Last Sentinel (Toom, 2023)

Those in a generous mood will probably call Last Sentinel a genre mashup, but I’m not altogether sure the film itself knows what it is going for. Part Waterworld, part Children of Men, part Waiting for Godot, the film has, I suppose a distant kinship with Stalker. It’s a melancholy, meditative work more interested in its situation’s ability to extract philosophical dialogue from its characters than its ability to force them into dramatically meaningful decisions.

In an opening voiceover, Cassidy (Kate Bosworth in the Cassandra role) tells us there is, figuratively and literally, no “uplift” in her world. She is part of a small team of paramilitaryishesque soldier-scientists occupying a shed on stilts in the middle of the ocean. They collect data for people who may or may not still be alive as part of a civilization that may be, probably is, already dead. (This is, after all, the “last” sentinel.) Add On The Beach as another point of comparison.

They are inheritors of a vague apocalypse. One side “fucked the climate” and the other side “fucked the seas” before both sides “fucked each other,” says one character in the sort of expository dialogue that makes you wonder why he would think the person he is speaking to didn’t know why they are where they are doing what they are doing. The “only way to help the world,” he continues “is to wipe out the humans.” The only difference between the team and their never shown enemies is that “they’re trying to kill us and we’re trying to kill them.” Clearly, this is a team we can all admire and root for.

Okay, so those are cynical takes, but cynical characters and even cynical movies can nevertheless make real points, particularly if those characters are antagonists or foils for principled characters we can identify with or hold out hope for.
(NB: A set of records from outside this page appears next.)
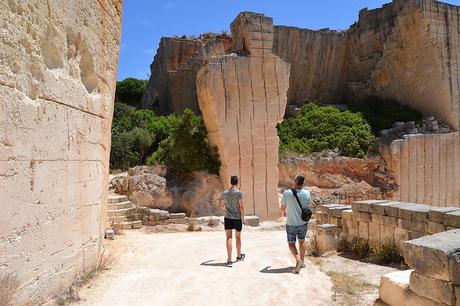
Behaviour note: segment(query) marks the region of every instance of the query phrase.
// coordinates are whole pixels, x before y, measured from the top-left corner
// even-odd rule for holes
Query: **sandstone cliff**
[[[197,77],[197,92],[211,145],[229,187],[240,178],[246,214],[278,216],[278,136],[289,80],[289,64],[271,51],[272,19],[240,13],[232,22],[230,55],[209,59]]]
[[[292,64],[288,103],[360,102],[377,96],[460,128],[459,16],[460,7],[434,0],[394,0],[379,9],[363,9],[358,22],[343,32],[276,26],[273,53]],[[163,50],[160,44],[158,54]],[[158,55],[152,67],[164,65],[166,58]],[[168,71],[156,71],[152,68],[149,88],[163,84],[195,99],[159,95],[160,104],[169,106],[162,113],[181,109],[181,103],[197,109],[193,86],[186,84],[194,77],[173,82]]]
[[[226,53],[231,39],[225,36],[169,38],[160,47],[150,66],[151,77],[142,97],[142,107],[158,114],[181,113],[190,108],[199,113],[196,75],[207,57]]]
[[[121,0],[0,3],[0,273],[41,304],[97,263]]]

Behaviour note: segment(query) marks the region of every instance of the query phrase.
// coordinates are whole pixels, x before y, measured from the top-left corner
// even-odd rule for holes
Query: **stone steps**
[[[131,204],[131,207],[128,207],[128,208],[107,210],[107,215],[109,216],[109,218],[115,217],[115,216],[129,216],[129,215],[133,215],[135,212],[136,212],[136,206]]]
[[[136,229],[142,227],[137,207],[125,195],[110,195],[107,203],[108,228]]]
[[[125,195],[109,195],[109,204],[129,201]]]

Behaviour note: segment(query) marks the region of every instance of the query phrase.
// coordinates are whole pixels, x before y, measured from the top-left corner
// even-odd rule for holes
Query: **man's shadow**
[[[209,266],[209,267],[227,267],[225,262],[212,262],[215,259],[211,259],[205,262],[200,263],[200,266]]]
[[[272,269],[271,266],[267,266],[259,271],[260,273],[294,273],[294,267],[286,267],[286,268],[279,268],[279,269]]]

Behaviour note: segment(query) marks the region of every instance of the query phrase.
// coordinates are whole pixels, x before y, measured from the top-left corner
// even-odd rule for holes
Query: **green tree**
[[[148,163],[164,164],[179,173],[207,170],[217,174],[220,166],[217,148],[210,148],[202,118],[189,109],[172,121],[171,133]]]
[[[135,78],[126,78],[123,81],[118,81],[115,90],[116,101],[140,107],[147,83],[147,80],[138,80]]]
[[[309,155],[335,149],[344,156],[363,157],[375,143],[371,127],[361,114],[314,103],[279,124],[278,135],[281,157],[287,152]]]

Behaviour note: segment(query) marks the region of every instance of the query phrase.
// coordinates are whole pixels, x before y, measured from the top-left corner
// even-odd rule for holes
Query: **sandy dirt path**
[[[126,231],[112,268],[73,305],[333,305],[331,281],[306,259],[293,274],[284,231],[243,232],[244,262],[225,267],[223,232]]]

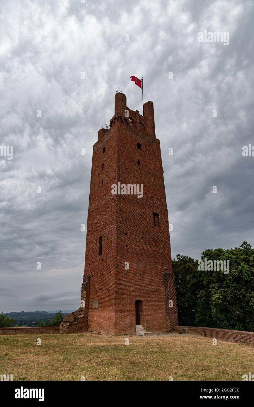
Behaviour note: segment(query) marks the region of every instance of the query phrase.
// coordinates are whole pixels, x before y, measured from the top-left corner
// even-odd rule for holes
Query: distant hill
[[[59,310],[60,311],[60,310]],[[68,315],[72,311],[65,310],[63,311],[64,315]],[[20,312],[4,313],[4,315],[7,315],[12,318],[14,321],[15,324],[19,326],[34,326],[41,319],[44,321],[51,319],[57,311],[20,311]]]

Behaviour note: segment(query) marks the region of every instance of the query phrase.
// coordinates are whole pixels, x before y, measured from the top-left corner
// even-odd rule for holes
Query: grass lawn
[[[37,345],[40,338],[42,344]],[[242,380],[254,348],[193,335],[0,336],[0,374],[13,380]]]

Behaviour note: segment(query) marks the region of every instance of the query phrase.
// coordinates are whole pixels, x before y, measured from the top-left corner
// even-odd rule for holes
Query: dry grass
[[[254,348],[201,336],[89,333],[0,337],[0,374],[13,380],[242,380]]]

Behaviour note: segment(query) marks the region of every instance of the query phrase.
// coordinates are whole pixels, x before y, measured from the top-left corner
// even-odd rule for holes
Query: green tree
[[[64,314],[62,311],[58,311],[56,313],[54,316],[51,323],[51,326],[58,326],[60,324],[61,324],[64,320]]]
[[[12,318],[8,317],[7,315],[4,315],[3,311],[0,313],[0,328],[12,328],[14,322]]]
[[[234,249],[205,250],[201,259],[205,258],[229,260],[229,273],[197,270],[201,284],[195,325],[254,331],[254,249],[244,241]]]
[[[178,324],[192,326],[195,319],[198,284],[195,280],[196,263],[194,259],[177,254],[172,260],[176,289]]]

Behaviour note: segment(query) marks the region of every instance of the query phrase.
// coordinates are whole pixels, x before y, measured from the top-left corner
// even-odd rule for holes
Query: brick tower
[[[82,306],[60,332],[172,332],[175,288],[152,102],[142,116],[116,93],[109,124],[94,146]]]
The problem with Last Sentinel isn’t that there are cynical characters or even that the movie appears to side with them. The problem is these emotions — pessimism, cynicism, despair — are not particularly dramatic nor interesting without something to push back against them.

Cassidy is presumably meant to be the heart and soul of the movie, but Bosworth struggles to find anything in the material she is given to make this character distinct from any of the others. Sex with one of her coworkers is implied, but she tells him flat-out that she doesn’t love him, presuming that’s what he is trying to get her to say. The absence of any character backstory at all makes the stakes hard to fathom. If there is nobody waiting for them on the other side of the ocean and no world to save, what does it matter if they do their job or not? Perhaps there could be a Darwinian theme here — that the will to live is animal rather than human, and that the survival instinct overpowers us even when reason says we have nothing to live for. But for that to emerge as a real theme, someone would have to decide to do something in response to the perceived pointlessness of everything other than merely lament it.

Decades ago, when I was an undergraduate, I wrote a paper about how novels, movies, and pop culture, processed anxieties around the atomic bomb. While watching Last Sentinel, I thought that perhaps there is a student somewhere doing the same for climate change right now. So while I don’t see the film making its way into any canon-making lists, I could see it referenced in a dissertation or two some day.